Evet, rehine edilmiş ananelerimiz bilmediğimiz avcıların oklarıyla kanamaktadır. Osmanlı´dan sonra, Hunlarla başlayan Türk tarihinin yegâne varisi olan Türkiye Cumhuriyeti Devleti, kurulduğu günden beri, içimizdeki Pontus Rum ve Bizans parçacıkları eliyle kaynayan kazan misali sürekli fokurdamaktadır. Tarih ve bakiyeye yapılan saldırılar neticesinde; Türk seciyesi zelzele diyarı gibi milli felakete maruz kalmaktadır. Haliyle benliğimizi hatırlatan ne varsa, her kutsala tesirli bir tahakkümle muhalefet edilmektedir. Bilinçli ve sürekli bir karşı çıkma ve karalama kampanyaları ile başımızı kaldırmamıza bir türlü müsaade edilmemektedir. Sağa baksak neden sol değil, sola baksak neden sağ değil, yukarı baksak neden aşağı değil, aşağı baksak neden yukarı değil diye sonu olmayan bir hırsla ferimiz kesilmektedir. Düşmanlık ve hatta ihanet boyutlarına ulaşan bu muhalif duruş, yıllardır milletimize ve memleketimize zerre miskal bir fayda sağlamadığı gibi, vatanperverleri de dırdır ve iftiralarla bezdirmiştir. Dün olduğu gibi bugünün de nankörlerini anlatan Necip Fazıl´ın ?bizdeki muhalefet, iktidarın düşmesi için vatanın düşmesine bile razıdır? sözü, asıl gayenin vatanı düşürmek, kılıfının ise demokrasi adı altında fikir özgürlüğü olduğunu gözler önüne sermektedir. Unutmayın ki, hangi alanda olursa olsun, bütün aşırı uçların altında yabancı misyonlar vardır. Bu misyonlar, her şeyde muhalefet edilecek bir şey vardır diyerek, ne yapılırsa yapılsın sonunda mızmızlanacak bir şey bulunmasını isteyip, olmayan bir şeyde, bir şeyin varlığını arayarak, varlığına inandıkları şeyi, olması gereken şey olarak beyinlerine işlemektedir. Zira sorumsuz muhalefet, varlığını üç ana unsur üzerinden devam ettirir. Birincisi, satılmışlık idraksizliği, ikincisi; bilgi yoksunluğu ve üçüncüsü ise bu kuraklığın sonucu olan tefekkür eksikliğidir.

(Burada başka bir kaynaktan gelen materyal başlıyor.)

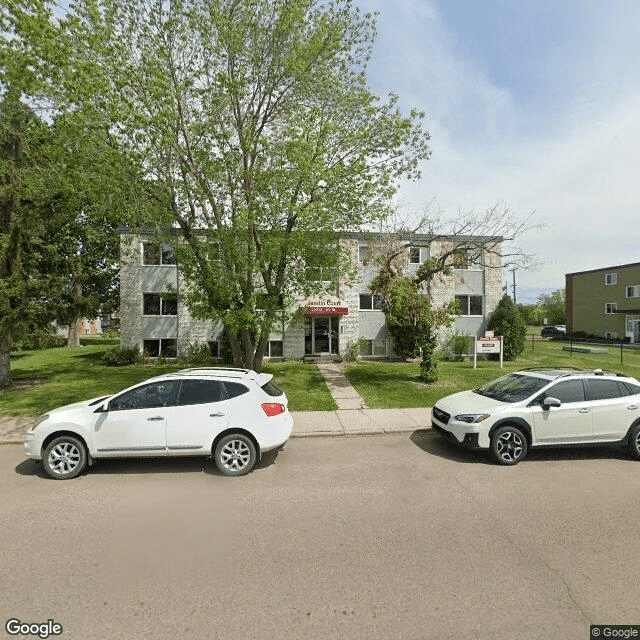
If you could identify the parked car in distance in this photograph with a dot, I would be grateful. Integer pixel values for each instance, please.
(234, 415)
(554, 331)
(543, 407)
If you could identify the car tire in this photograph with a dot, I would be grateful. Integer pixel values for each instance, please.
(634, 441)
(508, 445)
(235, 455)
(64, 458)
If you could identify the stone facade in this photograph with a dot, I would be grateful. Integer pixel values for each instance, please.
(481, 282)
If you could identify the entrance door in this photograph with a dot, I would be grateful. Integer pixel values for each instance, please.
(321, 335)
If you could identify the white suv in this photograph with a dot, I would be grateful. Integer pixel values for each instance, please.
(543, 407)
(235, 415)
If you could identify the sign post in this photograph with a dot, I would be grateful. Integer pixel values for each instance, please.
(487, 344)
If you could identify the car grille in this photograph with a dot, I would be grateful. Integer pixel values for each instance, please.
(440, 415)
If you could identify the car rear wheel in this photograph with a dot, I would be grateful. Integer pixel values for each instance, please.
(508, 445)
(65, 457)
(634, 441)
(235, 455)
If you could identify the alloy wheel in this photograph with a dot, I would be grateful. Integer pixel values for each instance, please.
(235, 455)
(509, 446)
(64, 458)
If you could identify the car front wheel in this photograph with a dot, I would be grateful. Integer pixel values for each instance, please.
(634, 441)
(65, 457)
(508, 445)
(235, 455)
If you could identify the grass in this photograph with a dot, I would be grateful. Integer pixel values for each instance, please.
(54, 377)
(388, 385)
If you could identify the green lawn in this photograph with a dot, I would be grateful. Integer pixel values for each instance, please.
(54, 377)
(387, 385)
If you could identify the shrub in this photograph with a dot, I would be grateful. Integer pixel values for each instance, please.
(121, 356)
(455, 346)
(41, 340)
(195, 354)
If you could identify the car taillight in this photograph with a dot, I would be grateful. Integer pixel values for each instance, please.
(273, 408)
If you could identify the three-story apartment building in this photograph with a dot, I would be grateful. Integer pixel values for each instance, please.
(153, 321)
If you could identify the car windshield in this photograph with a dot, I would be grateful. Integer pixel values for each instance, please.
(512, 388)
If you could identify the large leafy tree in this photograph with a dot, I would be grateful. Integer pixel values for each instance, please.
(24, 210)
(257, 132)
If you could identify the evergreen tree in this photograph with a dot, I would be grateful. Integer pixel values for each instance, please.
(507, 322)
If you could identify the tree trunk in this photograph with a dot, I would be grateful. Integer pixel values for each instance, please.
(73, 337)
(5, 362)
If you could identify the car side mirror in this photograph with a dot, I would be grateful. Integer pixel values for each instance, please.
(103, 406)
(549, 402)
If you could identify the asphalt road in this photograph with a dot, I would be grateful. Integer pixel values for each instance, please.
(396, 536)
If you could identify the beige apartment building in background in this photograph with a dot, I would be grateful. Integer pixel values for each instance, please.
(605, 302)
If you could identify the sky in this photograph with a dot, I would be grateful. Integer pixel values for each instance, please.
(533, 104)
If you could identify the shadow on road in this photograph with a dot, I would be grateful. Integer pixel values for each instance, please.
(106, 466)
(432, 443)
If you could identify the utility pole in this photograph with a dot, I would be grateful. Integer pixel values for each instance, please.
(513, 271)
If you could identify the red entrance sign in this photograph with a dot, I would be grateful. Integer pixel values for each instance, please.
(327, 311)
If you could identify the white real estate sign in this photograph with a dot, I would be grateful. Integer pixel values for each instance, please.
(487, 344)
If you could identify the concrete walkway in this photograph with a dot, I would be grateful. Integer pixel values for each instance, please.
(343, 393)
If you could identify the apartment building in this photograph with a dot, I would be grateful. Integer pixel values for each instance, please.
(605, 302)
(153, 321)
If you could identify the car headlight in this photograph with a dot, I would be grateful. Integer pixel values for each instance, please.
(472, 418)
(40, 420)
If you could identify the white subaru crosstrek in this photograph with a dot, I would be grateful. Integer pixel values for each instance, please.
(234, 415)
(543, 407)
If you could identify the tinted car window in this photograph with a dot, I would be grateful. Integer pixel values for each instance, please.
(272, 389)
(603, 389)
(201, 392)
(567, 391)
(156, 394)
(235, 389)
(512, 388)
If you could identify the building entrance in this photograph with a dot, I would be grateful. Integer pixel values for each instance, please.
(321, 335)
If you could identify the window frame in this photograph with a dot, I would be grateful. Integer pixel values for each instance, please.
(161, 306)
(468, 313)
(162, 249)
(373, 297)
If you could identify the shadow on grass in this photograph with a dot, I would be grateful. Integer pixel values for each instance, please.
(434, 444)
(135, 466)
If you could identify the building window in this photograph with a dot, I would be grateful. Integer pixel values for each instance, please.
(275, 349)
(469, 259)
(364, 253)
(470, 305)
(374, 348)
(160, 346)
(157, 254)
(153, 304)
(634, 291)
(370, 302)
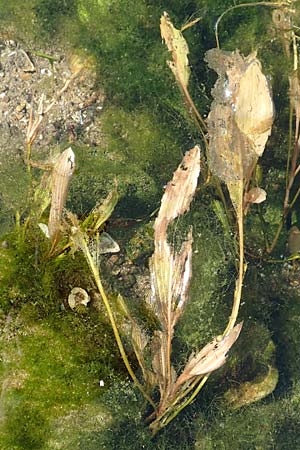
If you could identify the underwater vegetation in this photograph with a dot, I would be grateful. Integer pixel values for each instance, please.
(140, 309)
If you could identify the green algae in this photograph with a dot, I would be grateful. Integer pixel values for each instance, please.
(142, 149)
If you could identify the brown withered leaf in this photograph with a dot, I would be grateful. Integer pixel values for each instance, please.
(211, 357)
(62, 172)
(179, 192)
(159, 359)
(254, 110)
(255, 195)
(170, 279)
(179, 48)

Milletleri sıradanlıktan çıkarıp medeniyet eşiğine getiren en önemli husus, iyi ve kötü şartlar altında nasıl bir reaksiyon gösterdikleridir. Bir takım ağız ve tarz ayrılıkları olmakla birlikte, acılarını azaltma ve sevinçlerini paylaşma yetenekleri, o toplumun geleceğini belirler. Basit kıskançlıklar, fırsatın el değiştirme ihtimali, bizim lafımıza geldiniz gibi iblis dürtülerinin tesirinde kalanlar, kıtlık yılının ekini gibi mahsul vermez. Verse dahi o darıdan ekmek olmaz, olsa dahi insanın midesine çöker ve besin yerine cefaya sevkeder. Biz Ötüken´de de, Tebriz´de de, İstanbul´da da ve Ankara´da da hakikati her daim zikretmekle birlikte, davarlar gibi başımız yerde değil, aslanlar gibi birlik olarak bu günlere geldik. Sahte bestelerin teliflerini elinde tutanlar, şu memleketimize bir bukle serenat söylemediler. Antik Çağlardan, Orta Avrupa´dan, Latin Amerika´ndan ve Urusya´dan söz ettiler de, sırf düşmanlık ve kendilerine ezberletilen müfterilik felçlisi gibi, Bilge Kağan´dan, Kutadgu Bilig´den, İbn Haldun´dan, Ali Şîr Nevâî´den, Abdülhamit Han´dan şifa niyetine tek cümle kurmadılar. Marco Polo´yu ezberlettiler de, Evliya Çelebi´den bahsetmediler, Kristof Kolomb hakkında methiye düzdüler de, Piri Reis´i hatırlatmadılar. Din ve onun getirdiği mukaddesatlara hücum edenlerin meşrepleri, muhalefet şemsiyesine sığmadı, sığmıyor ve sığmayacak. Öyle yağma yok, kanımızı kadehlere doldurup, sonra besmele çekerek içmenize izin vermeyeceğiz.  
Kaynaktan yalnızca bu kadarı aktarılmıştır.